Note: Actual sock puppets are more attractive than most Dutch people, as you can tell from this shocking photograph


(06:27PM) Thing 1:  your average modern sock puppet was designed after the inventor spent a week in Holland
(06:28PM) Thing 1:  the sick part is that this is not an artist's rendition of a Dutch person, but an actual photograph
(06:28PM) Thing 1:  they're these weird little one dimensional sock puppet people....
(06:28PM) Thing 1:  and there's your proof
(06:29PM) Thing 2:  dear lord
(06:29PM) Thing 1:  maybe I mentioned all this before, I don't know
(06:30PM) Thing 2:  I dunno
(06:30PM) Thing 1:  if you were gonna stick your finger in a dyke, as the Dutch are prone to do, wouldn't you want to have the protection of a tube sock?
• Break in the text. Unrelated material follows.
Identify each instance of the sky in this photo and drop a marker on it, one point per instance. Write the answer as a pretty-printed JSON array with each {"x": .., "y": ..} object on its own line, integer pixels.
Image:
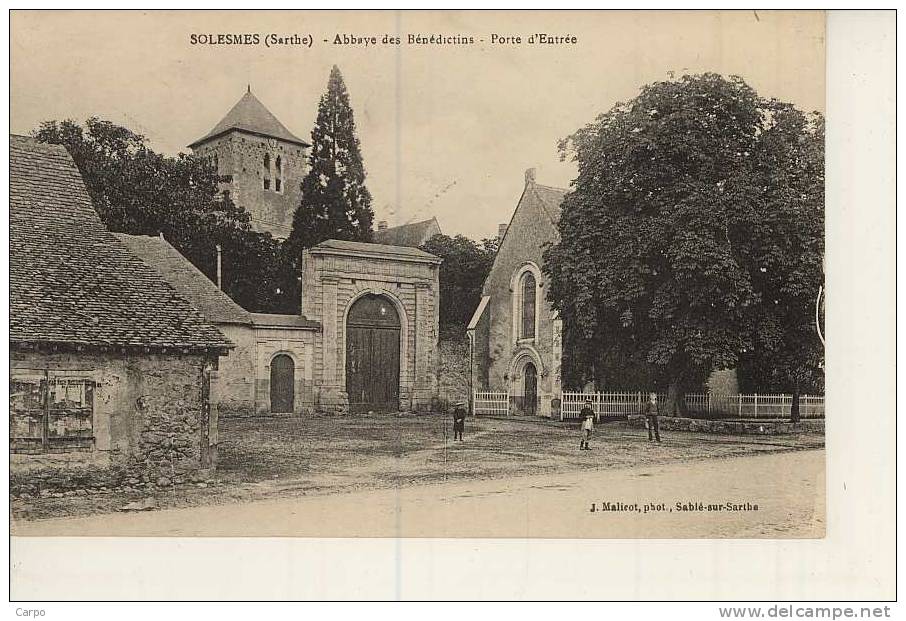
[{"x": 446, "y": 130}]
(06:31PM) Thing 1:  maybe you feel I've thought about it too much
(06:31PM) Thing 2:  eh....
(06:31PM) Thing 2:  I think you have
(06:32PM) Thing 1:  I'm constantly waiting for a chance to bring the Dutch into a conversation, so I can go into my spiel about their evil little 1D world
(06:33PM) Thing 2:  1D? is that possible?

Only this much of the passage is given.